Tant d'intellectuels, de journalistes et d'hommes politiques croient en la rédemption des " Frères " ; devenus par la magie du consensus, démocrates et patriotes !
Si dans son éloge pour Béji Caïd Essebsi, notre amie Hélé Béji a réussi le portrait de l'homme; pour ce qui est de son action politique, elle se berce encore d'illusion en pensant que l'islamisme des Frères musulmans est soluble dans la démocratie, pour saluer le " consensus " et le " dialogue ", pratiqués par le président disparu, avec les ennemis de la République !
Ce n'est pas parceque Ghannouchi s'est mis en costume-cravate, qu'il a rompu pour autant avec le pan-islamisme nourri du wahhabisme qui fonde son parti Ennahdha ! Et ce n'est pas d'avoir martelé dans ses discours que la Tunisie ne peut être gouvernée que par le consensus, que Béji Caïd Essebsi avait raison de le pratiquer avec Ghannouchi.
R.B
Sans Béji Caïd Essebsi
Il nous faudra vivre sans la malice de son regard bleu, sans
l’éclair tranchant de sa conversation qui ordonne le fatras où nous nous
débattons pour démêler le jeu embrouillé des passions post-révolutionnaires,
sans son élégance intellectuelle qui nous fait aimer la politique dans sa
compagnie enjouée, sans son charme auguste; sans son esprit perçant, sans le
tact délicat de son écoute, sans son impertinence, sans le style délié de ses
entretiens; sans l’intensité de sa présence, sans le souffle raffiné de ses
discours, sans l’éclat qui émane de son autorité, sans la profondeur de sa
mémoire, sans la curiosité amusée qui lui fait accepter les gens avec leurs
travers, sans la justesse de ses anticipations, sans la limpidité de ses
formules, sans son art de pardonner aux offenses avec une moue délicieusement
narquoise, sans la pudeur de ses blessures.
La Révolution du 14 janvier avait été sauvée du
chaos par la tradition d’un État qui l’a enchâssée dans la continuité de son
histoire, se gardant de l’autodestruction par un enchaînement de forces
intrinsèques où la concorde l’a emporté sur la discorde. Béji Caïd Essebsi en a
été le principal artisan. Parce que l’Etat portait un passé de réformes qu’il
connaissait par cœur, il a su consentir à la désobéissance civile sans la
réprimer. Dirigé par lui, l’État a accueilli la part de désordre
révolutionnaire comme un ferment inévitable. Mais toutes les surenchères qui
ont voulu faire table rase de l’État national ont échoué.

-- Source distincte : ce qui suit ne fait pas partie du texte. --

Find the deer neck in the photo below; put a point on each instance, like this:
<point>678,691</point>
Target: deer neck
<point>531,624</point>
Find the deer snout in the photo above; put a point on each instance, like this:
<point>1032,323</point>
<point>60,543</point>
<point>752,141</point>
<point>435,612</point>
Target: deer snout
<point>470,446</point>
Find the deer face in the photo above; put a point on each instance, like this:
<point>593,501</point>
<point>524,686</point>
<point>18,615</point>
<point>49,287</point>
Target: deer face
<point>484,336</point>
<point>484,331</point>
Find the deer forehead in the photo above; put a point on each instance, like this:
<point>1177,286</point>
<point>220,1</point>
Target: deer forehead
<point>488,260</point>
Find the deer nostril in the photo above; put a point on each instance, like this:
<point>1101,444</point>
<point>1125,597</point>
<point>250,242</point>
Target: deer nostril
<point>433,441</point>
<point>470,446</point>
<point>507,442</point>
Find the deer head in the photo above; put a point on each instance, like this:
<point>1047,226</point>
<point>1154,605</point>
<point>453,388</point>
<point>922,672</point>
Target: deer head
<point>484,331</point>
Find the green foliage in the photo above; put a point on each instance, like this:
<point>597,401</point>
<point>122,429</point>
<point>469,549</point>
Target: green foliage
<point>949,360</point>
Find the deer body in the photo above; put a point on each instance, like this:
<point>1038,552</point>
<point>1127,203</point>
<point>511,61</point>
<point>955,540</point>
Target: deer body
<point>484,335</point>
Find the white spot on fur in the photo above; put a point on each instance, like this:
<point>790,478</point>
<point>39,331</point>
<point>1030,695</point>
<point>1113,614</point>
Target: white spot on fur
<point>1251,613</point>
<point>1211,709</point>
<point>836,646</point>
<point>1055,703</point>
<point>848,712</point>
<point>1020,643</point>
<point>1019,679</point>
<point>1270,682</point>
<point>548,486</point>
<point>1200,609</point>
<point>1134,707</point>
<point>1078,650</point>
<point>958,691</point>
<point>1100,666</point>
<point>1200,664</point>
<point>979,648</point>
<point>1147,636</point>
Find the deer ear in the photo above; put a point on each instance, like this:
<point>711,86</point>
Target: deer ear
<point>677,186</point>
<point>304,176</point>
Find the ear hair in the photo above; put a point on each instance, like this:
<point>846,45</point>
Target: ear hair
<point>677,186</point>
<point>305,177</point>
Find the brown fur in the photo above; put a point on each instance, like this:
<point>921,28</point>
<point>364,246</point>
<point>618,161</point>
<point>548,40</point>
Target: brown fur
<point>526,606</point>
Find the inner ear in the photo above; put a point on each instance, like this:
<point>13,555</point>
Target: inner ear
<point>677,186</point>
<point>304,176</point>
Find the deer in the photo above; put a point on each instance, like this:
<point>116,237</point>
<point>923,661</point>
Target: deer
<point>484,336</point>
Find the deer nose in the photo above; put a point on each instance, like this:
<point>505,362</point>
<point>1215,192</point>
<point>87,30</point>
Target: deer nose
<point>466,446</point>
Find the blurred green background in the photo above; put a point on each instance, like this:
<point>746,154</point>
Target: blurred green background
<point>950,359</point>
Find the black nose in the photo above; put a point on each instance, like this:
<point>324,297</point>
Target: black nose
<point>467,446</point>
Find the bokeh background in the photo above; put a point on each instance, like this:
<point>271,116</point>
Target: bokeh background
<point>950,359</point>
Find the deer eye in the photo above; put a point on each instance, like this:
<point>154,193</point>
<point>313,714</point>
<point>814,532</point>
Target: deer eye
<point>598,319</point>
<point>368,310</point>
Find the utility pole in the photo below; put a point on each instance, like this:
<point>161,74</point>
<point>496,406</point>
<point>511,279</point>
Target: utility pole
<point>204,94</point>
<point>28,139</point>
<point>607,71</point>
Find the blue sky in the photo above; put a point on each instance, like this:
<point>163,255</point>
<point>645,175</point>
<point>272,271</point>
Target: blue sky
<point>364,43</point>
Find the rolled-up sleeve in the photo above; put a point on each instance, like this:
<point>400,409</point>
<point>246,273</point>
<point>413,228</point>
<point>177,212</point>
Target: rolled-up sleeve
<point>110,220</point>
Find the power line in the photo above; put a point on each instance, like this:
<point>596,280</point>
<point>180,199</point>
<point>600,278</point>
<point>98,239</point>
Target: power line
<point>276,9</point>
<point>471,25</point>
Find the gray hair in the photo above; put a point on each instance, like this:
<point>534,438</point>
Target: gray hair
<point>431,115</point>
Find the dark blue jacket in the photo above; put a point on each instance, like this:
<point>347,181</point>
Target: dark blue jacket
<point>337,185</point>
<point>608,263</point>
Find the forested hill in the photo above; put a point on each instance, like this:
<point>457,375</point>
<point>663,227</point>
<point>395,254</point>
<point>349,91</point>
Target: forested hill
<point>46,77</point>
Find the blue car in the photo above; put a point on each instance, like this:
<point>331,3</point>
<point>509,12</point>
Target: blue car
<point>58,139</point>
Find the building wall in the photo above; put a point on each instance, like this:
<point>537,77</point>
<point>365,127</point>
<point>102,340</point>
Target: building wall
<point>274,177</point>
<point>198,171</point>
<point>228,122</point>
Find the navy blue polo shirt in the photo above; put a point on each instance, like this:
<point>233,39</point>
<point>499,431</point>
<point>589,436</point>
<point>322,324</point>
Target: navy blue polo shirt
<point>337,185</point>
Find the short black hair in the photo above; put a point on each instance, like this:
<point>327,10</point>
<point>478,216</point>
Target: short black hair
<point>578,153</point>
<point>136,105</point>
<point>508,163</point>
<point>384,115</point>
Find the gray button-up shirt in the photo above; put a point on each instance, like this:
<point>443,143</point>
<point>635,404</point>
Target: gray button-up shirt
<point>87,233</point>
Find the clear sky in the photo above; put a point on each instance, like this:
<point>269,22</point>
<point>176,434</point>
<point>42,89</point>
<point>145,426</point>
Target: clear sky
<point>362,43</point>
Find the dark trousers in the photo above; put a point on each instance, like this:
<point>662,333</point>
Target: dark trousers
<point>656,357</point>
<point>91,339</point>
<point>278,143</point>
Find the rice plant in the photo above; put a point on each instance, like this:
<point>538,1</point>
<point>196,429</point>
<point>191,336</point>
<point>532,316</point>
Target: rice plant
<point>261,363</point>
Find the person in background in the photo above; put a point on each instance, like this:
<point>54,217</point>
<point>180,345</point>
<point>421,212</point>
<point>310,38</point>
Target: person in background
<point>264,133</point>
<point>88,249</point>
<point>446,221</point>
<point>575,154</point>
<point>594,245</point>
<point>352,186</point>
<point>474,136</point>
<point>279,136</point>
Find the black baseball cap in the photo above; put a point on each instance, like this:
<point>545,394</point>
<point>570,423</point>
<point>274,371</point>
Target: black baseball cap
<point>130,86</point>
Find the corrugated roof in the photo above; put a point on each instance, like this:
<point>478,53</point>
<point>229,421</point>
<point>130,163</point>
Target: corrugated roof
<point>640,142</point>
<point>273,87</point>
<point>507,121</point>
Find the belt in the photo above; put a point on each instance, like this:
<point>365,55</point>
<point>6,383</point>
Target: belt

L’esprit réformiste
de Béji Caïd Essebsi s’est mis au service de la passion révolutionnaire en la
tempérant et en la canalisant. Il nous a épargné la guerre civile. Le vieux
parti constitutionnel a subverti le parti révolutionnaire.
Contrairement à l’opinion ignare qui accuse
Béji Caïd Essebsi de trahison, il a eu l’intelligence de ne pas dédaigner le
suffrage populaire qui donnait un grand nombre de voix au parti Ennahdha, et de
leur accorder une place dans les charges de l’Exécutif. Lors d’une interview,
le 24 octobre 2014, Béji Caïd Essebsi avait refusé d’exclure la minorité élue
de la participation politique. C’était un acte de courage et de vision, un acte
de sécularisation de la religion, où le sacré était condamné à adopter toutes
les réformes profanes de l’État républicain. L’Etat national a résisté à
l’ambition islamiste de suborner le peuple. L’idéologie de l’islam radical
était de ce fait neutralisée sous le poids de la fonction et la sanction de
l’opinion. Béji Caïd Essebsi savait qu’on ne pouvait appeler à l’unité de la
Nation tout en divisant le pays en deux peuples éternellement ennemis. Il a
libéré la politique des rapports de domination. Il a eu l’intelligence
d’imposer aux islamistes les contraintes de l’Etat bourguibien, tout en
l’ouvrant à toutes les facettes des libertés individuelles, y compris
religieuses.
Non seulement il n’a pas trahi ses électeurs,
mais il a donné aux modernistes une mission démocratique par excellence, traité
la liberté des conservateurs à égalité avec la leur. Il a aidé les citoyens à
résoudre la crise morale qui les déchirait entre leurs valeurs anciennes et
leurs libertés nouvelles. La paix civile trouvait dans cette élévation un
dépassement de soi au-dessous de laquelle on ne pouvait plus descendre. Il a
imposé à l’idéologie religieuse son humanisme, grâce à l’étendue de sa double
culture traditionnelle et occidentale. Il savait trouver le secret de l’accord
même entre les voix les plus désaccordées. Il a rajeuni la doctrine d’État en
la pliant aux libertés de conscience. Il a créé les conditions d’une
réconciliation historique entre le sentiment national et l’esprit libéral.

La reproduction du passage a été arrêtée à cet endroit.